MOTION PLANNING FOR INDUSTRIAL MOBILE ROBOTS WITH CLOSED-LOOP STABILITY ENHANCED PREDICTION


Jessica Leu and Masayoshi Tomizuka

Welcome! This website supplements our DSCC 2019 submission, in which we discuss the conditions to enable closed-loop stability and provide an example of a motion planning method with a closed-loop stability enhanced predictor in a MPC framework.

Real-time, safe, and stable motion planning in co-robot systems involving dynamic human robot interaction (HRI) remains challenging due to the time varying nature of the problem. One of the biggest challenges is to guarantee closed-loop stability of the planning algorithm in dynamic environments. Typically, this can be addressed if we have a perfect predictor that can precisely predict the future motions of the obstacles. Unfortunately, a perfect predictor is not possible to achieve. In HRI environments in this paper, human workers and other robots are the obstacles for the motion planner of the ego robot.
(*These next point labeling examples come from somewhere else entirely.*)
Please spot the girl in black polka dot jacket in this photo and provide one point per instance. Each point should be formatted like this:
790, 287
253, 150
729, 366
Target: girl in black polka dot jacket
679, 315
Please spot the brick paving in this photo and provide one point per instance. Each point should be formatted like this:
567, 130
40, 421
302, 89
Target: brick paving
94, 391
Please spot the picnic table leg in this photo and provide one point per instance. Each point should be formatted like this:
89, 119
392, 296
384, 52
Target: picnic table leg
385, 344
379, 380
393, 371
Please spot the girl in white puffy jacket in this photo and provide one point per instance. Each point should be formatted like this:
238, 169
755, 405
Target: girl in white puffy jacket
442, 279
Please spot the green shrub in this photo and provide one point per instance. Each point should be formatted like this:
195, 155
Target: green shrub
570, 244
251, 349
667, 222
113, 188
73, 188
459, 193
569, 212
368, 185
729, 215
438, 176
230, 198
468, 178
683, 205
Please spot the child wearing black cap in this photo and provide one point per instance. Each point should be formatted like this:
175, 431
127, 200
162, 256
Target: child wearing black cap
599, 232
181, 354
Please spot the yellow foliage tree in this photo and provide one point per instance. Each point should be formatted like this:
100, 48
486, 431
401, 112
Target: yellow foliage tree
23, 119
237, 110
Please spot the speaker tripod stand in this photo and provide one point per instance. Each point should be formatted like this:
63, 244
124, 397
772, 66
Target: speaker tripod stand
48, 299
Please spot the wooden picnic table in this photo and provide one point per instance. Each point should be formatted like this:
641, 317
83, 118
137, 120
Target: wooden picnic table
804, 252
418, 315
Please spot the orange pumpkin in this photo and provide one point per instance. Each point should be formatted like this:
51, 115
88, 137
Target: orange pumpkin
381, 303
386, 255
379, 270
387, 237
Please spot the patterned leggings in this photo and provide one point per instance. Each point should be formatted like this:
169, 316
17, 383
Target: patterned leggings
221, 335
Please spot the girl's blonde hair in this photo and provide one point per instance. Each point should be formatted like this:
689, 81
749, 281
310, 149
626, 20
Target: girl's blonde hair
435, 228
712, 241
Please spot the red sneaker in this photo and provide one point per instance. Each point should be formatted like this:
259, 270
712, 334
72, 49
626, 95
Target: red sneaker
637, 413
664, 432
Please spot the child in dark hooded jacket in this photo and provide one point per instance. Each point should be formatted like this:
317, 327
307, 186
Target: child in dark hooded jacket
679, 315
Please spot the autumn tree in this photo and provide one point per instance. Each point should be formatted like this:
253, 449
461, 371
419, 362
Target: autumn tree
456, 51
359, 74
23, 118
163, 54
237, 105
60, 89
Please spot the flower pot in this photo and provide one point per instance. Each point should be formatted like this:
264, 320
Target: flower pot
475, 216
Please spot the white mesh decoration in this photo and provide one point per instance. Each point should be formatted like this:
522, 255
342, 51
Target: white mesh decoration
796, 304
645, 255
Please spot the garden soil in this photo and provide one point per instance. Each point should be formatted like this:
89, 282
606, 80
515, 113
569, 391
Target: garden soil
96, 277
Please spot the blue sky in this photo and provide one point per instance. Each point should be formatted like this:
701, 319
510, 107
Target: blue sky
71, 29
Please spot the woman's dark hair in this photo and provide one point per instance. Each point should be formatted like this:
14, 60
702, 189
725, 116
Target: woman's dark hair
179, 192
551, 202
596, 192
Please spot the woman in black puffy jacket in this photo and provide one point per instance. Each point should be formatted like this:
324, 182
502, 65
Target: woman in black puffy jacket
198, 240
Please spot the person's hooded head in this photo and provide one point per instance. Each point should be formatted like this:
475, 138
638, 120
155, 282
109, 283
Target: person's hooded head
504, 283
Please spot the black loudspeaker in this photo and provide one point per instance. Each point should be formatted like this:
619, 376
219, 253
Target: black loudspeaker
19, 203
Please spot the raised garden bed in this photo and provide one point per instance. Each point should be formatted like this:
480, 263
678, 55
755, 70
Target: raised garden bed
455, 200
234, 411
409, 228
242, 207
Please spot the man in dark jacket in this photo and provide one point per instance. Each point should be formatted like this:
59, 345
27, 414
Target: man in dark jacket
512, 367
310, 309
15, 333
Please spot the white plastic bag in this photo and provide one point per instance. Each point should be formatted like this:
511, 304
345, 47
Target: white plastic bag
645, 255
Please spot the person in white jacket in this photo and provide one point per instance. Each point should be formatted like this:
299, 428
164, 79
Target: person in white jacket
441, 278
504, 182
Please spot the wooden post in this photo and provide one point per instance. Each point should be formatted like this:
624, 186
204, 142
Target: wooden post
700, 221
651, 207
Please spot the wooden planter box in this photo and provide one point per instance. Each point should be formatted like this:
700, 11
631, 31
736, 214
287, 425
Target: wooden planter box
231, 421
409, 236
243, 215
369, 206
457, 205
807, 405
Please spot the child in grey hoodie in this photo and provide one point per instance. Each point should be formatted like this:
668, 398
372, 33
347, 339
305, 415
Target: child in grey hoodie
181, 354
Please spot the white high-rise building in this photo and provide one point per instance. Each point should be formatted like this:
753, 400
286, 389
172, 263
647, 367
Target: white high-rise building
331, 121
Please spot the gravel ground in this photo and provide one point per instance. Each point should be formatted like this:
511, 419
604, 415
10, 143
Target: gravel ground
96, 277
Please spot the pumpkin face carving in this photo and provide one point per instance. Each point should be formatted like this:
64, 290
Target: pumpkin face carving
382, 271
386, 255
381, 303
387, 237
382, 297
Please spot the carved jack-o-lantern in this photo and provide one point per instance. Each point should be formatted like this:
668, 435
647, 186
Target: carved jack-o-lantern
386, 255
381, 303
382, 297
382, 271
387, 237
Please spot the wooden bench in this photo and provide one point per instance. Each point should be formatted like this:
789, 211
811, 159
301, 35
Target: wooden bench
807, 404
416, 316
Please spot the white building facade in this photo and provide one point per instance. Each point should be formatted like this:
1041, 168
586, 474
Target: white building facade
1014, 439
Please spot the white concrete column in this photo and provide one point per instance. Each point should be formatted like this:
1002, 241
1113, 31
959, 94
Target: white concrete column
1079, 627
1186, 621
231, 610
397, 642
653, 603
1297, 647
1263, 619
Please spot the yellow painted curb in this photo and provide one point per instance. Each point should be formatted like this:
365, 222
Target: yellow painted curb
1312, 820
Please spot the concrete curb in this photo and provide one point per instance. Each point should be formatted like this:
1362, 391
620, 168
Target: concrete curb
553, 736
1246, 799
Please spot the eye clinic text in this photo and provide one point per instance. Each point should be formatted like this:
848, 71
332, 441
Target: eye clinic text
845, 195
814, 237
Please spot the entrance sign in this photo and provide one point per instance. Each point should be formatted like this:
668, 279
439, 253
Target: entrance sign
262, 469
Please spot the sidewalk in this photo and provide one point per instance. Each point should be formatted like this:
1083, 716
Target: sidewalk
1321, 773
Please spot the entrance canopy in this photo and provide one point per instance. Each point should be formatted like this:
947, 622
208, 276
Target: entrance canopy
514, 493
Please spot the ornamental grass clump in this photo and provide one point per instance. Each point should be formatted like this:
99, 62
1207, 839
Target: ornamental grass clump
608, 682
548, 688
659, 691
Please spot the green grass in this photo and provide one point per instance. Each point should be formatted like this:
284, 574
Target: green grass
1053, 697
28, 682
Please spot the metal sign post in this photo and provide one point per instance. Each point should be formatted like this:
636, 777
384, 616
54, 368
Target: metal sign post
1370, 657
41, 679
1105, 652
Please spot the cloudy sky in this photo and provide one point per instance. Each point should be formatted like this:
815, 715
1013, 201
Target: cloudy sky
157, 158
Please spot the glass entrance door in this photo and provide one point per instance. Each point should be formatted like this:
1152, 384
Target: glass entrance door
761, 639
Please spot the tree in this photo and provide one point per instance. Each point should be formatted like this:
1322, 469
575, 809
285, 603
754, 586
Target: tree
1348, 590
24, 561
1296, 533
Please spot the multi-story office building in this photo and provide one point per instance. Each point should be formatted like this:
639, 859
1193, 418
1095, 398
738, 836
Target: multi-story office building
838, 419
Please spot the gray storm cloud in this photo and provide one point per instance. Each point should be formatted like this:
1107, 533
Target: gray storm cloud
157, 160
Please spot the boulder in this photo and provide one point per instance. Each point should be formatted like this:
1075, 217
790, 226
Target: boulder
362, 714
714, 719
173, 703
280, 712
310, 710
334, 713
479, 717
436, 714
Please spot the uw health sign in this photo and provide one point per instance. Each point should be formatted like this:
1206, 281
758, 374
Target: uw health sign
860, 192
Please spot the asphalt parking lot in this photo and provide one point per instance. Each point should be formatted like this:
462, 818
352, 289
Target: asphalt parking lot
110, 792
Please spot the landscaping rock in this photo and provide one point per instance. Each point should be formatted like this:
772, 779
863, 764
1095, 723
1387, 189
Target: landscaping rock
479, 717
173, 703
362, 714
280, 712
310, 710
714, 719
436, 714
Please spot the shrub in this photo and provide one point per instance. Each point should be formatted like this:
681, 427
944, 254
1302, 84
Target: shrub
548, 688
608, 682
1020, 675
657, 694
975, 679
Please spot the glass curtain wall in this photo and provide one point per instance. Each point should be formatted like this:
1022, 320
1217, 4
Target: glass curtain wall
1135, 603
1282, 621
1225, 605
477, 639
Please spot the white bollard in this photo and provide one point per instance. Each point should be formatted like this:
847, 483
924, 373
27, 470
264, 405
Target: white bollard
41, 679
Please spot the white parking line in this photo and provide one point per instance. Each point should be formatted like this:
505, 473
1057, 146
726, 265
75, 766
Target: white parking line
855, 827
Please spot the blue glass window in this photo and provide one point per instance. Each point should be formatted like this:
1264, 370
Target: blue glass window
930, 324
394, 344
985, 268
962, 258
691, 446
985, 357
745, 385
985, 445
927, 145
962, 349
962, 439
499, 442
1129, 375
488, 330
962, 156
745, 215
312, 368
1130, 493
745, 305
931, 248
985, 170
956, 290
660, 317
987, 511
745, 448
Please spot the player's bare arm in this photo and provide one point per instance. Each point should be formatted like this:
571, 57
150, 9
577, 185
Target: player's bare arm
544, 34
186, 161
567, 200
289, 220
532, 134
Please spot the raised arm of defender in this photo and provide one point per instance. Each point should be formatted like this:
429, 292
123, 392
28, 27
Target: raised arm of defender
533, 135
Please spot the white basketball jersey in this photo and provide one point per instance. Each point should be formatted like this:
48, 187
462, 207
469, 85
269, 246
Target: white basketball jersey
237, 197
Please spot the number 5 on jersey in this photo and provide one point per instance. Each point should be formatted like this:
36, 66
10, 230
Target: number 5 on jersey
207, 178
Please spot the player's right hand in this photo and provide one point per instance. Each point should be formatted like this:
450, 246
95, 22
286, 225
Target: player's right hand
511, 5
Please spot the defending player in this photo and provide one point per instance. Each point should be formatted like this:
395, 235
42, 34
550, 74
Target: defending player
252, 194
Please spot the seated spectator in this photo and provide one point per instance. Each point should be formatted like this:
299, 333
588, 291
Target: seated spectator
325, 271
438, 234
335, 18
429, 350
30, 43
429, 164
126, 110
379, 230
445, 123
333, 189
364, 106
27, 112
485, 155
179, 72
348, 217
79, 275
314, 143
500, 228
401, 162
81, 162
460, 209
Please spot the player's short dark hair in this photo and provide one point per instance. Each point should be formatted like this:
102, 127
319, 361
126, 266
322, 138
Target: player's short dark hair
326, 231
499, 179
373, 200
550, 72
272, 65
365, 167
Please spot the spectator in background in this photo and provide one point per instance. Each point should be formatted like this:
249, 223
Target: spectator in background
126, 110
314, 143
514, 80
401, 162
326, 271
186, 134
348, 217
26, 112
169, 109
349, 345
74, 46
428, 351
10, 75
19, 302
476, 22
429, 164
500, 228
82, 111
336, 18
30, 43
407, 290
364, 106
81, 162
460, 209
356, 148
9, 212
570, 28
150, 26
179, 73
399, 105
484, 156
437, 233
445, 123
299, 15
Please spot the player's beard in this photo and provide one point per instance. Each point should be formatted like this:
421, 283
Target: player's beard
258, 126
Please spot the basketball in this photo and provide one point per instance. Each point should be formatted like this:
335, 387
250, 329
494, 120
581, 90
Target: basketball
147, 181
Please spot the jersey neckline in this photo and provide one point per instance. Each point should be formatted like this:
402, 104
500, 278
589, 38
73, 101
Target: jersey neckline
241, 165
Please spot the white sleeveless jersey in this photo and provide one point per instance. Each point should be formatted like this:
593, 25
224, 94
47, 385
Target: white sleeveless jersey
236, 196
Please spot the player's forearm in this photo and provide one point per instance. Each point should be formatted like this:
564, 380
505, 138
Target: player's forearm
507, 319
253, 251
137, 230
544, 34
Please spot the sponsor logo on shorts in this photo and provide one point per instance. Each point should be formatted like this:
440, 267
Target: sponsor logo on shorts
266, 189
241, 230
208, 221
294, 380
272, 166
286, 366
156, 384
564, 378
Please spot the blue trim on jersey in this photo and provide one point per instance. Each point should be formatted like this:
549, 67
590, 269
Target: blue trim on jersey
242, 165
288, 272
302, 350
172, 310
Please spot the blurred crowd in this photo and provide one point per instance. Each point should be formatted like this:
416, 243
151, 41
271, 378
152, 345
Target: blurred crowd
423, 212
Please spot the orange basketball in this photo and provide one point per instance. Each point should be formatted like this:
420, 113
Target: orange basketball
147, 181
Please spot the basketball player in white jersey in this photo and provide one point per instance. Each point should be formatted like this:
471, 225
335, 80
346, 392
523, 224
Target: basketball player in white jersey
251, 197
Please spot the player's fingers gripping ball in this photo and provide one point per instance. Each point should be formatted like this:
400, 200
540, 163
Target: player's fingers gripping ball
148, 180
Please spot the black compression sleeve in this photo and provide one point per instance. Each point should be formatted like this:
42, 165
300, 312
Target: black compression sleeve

We discuss necessary conditions for the closed-loop stability of a planning problem using the framework of model predictive control (MPC). It is concluded that the predictor needs to be able to detect the workers’ movement mode change within a time delay allowance and the MPC needs to have a sufficient prediction horizon and a proper cost function. These allow MPC to have closed-loop stability when the worker’s movement is within an uncertainty tolerance, and still avoid collision when the movement is not within the tolerance. Also, the closed-loop performance is investigated using a notion of M-convergence, which guarantees finite local convergence (at least M steps ahead) of the open-loop trajectories toward the closed-loop trajectory. With such notion, we verify the performance of the proposed MPC with environment observation at every MPC time step through simulations and experiments. With the proposed method, the robot can better deal with dynamic environments and closed-loop cost is reduced.